São essas as pessoas mais afetadas, e com maior gravidade, pela covid-19. São, também, estas as que estão entre os vacinados que chegam ao hospital com problemas derivados da doença. "É o que se passa no meu hospital, não sei o que se passa no país. É necessário ter essa informação para percebermos como será esse reforço, para quem e com que periodicidade", defende Patrícia Pacheco.

No fundo, será uma situação idêntica ao que se passa com a gripe, contra a qual todos os anos os grupos de risco são vacinados. E o SARS-CoV-2 também veio para ficar, como explica Pedro Simas.

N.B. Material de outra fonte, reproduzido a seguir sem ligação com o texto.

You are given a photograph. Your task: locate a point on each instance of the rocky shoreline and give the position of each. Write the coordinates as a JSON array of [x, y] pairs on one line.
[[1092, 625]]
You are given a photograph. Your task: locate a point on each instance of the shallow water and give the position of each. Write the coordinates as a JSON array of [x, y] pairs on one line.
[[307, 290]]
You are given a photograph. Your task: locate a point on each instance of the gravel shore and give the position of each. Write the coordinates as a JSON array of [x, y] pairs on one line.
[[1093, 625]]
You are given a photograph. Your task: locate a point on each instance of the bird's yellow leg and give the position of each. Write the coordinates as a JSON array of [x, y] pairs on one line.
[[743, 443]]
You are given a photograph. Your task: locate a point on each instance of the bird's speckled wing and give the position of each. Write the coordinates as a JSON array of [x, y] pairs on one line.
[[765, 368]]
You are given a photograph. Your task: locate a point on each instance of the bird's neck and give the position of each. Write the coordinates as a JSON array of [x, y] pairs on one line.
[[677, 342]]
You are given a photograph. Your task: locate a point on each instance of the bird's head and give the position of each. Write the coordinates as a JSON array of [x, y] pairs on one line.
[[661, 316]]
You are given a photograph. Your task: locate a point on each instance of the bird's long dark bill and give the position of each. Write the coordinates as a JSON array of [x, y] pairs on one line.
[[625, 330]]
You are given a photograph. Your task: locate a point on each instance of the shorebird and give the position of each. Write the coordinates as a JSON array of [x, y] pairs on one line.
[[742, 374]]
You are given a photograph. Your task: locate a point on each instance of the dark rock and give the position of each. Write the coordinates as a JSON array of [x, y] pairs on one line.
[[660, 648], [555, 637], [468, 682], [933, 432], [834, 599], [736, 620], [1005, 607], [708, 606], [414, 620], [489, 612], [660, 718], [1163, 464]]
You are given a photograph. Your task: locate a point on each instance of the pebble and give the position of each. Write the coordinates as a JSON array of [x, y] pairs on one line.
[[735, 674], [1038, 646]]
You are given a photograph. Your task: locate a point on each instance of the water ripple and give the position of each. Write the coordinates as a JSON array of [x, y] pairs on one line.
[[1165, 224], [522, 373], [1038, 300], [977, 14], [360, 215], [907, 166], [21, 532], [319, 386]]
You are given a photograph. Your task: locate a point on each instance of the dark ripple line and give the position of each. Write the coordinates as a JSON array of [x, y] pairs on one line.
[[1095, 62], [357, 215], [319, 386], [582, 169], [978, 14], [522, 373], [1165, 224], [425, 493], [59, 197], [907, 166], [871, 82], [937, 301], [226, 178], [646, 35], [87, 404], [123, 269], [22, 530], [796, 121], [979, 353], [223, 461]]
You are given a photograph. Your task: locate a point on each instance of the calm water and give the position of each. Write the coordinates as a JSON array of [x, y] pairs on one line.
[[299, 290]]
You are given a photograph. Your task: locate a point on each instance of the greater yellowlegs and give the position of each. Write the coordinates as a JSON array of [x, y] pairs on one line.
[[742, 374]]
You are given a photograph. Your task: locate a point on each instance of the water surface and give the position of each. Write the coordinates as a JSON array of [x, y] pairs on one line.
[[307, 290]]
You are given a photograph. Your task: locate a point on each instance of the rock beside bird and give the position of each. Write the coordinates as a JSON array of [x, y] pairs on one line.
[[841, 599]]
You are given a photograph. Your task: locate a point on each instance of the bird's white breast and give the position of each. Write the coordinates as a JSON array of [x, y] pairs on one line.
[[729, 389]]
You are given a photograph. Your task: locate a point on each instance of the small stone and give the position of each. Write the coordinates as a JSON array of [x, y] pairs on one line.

A DGS não respondeu ao DN sobre o que pensa fazer, mas já anunciou que a possibilidade será analisada.

O Infarmed, na mesma nota, diz que o problema não será falta de dinheiro.

Portugal tem "dois contratos estipulados, cujo volume de vacinas ultrapassa os 14 milhões, com os laboratórios BioNTech/Pfizer e Moderna". E, para 2023, contratualizou com o consórcio BioNTech/Pfizer mais de 10 milhões de vacinas.